Physical gatherings are super-important. They are not going away. One day we will all get together. But they are just there to stir us up so we can be the church every other day during the week.
So, here is what I want to just encourage our church to do right now
I just want to call our whole church to prayer, that we could pray for healing, that we would pray for our medical professionals and first responders, that we would pray that the fear would begin to subside, that we would pray that lives would be changed through this forever.
2 Chronicles 7:14 says this, “Then if my people who are called by my name will humble themselves and pray and seek my face and turn from their wicked ways, I will hear from heaven and will forgive their sins and restore their land.”
Church, I want to call us to prayer. Let’s just pray every day fervently for God to intervene and see us through this. The second thing is this:
We’re going to give hope daily. Hope is a far better motivator than fear. And we are one day closer to all this being behind us. Our hope is in the Lord who controls the biology of this universe.
The last two things:
Serve and Support
Our ministry is ramping up, not down. We are not closed, we are more open than ever.
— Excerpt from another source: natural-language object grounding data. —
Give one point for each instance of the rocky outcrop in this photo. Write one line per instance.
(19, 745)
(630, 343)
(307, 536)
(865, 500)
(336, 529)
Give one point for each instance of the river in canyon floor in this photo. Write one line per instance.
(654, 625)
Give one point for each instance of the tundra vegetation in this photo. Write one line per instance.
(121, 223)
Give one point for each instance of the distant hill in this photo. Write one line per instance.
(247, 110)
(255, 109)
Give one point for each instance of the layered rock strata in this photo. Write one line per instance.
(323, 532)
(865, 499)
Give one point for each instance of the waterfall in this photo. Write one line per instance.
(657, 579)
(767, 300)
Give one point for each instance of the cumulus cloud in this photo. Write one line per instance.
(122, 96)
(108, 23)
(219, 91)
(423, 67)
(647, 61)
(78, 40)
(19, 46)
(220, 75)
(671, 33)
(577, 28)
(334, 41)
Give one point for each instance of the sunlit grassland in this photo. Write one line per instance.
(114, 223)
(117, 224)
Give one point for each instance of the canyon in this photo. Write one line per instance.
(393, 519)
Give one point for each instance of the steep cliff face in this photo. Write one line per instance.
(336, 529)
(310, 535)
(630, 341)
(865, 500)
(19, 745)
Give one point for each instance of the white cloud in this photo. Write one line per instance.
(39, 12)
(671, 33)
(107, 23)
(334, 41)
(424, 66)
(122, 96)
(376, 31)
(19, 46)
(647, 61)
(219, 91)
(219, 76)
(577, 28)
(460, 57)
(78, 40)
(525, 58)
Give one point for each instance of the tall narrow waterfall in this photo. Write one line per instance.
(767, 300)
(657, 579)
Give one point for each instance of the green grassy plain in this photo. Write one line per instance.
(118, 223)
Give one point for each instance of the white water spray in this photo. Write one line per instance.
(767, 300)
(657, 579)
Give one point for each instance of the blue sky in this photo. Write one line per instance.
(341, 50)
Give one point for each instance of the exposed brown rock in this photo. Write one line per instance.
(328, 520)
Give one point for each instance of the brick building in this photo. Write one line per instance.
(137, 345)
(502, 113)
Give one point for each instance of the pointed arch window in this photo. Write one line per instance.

We are going to continue to serve our city, our communities, and the world in Jesus’ name. Let’s come around each other and serve and support one another.
Stay close and connected
I know these are trying times. I know online church—maybe for some of you, you think is great. Maybe others are struggling with it. You are like, “It’s really hard to adjust to this.”
I totally get it. I am tired of preaching into a camera. I can’t wait to actually preach in a room with real live people once again. Until that day, this will do. And you know what? We’re still close. We’re still connected. We’re still here.
You know, back on that first day of fifth grade, I was in the nurse’s office. I had a bag of ice on my forehead. I was lying there waiting for my mom to come pick me up from school.
I will never forget the school nurse who came in to see me that day. Her name was Mrs. Burnett. I’ll never forget her. Mrs. Burnett carried herself with such elegance and grace. She was a Christian.
I remember she came in that afternoon and really encouraged me. She pulled up a stool, she sat down, and she said, “Aaron, what happened?” I told her. She looked at me and said, “I’m so sorry that happened,” and then she said, “You’re going to be okay. Can I pray for you?”
Can I just look at your right now and say, “I’m so sorry this has happened? You’re going to be okay. Can I pray for you?”
Father, we come to you right now and we know you are in control of yesterday, today, and forever. We have plenty of precedent for the challenges and the pain we are walking through. God, remind us of your goodness and your faithfulness to see us through this one.
And we’re just going to declare it in Jesus’ name, that you are going to help us to recover, rebuild, and you’re going to redeem this for our good. And there will come a day in the future when we will look back at this and say, “That was so painful, and yet God used it. God used it in ways that maybe we can’t even anticipate right now.”
So, God, help us to do the work of the deep waters of recovery in our soul so that we would come through this closer to you, not further away. We’re so grateful you’re a good, good Father. We trust you. We ask this in Jesus’ name. Amen.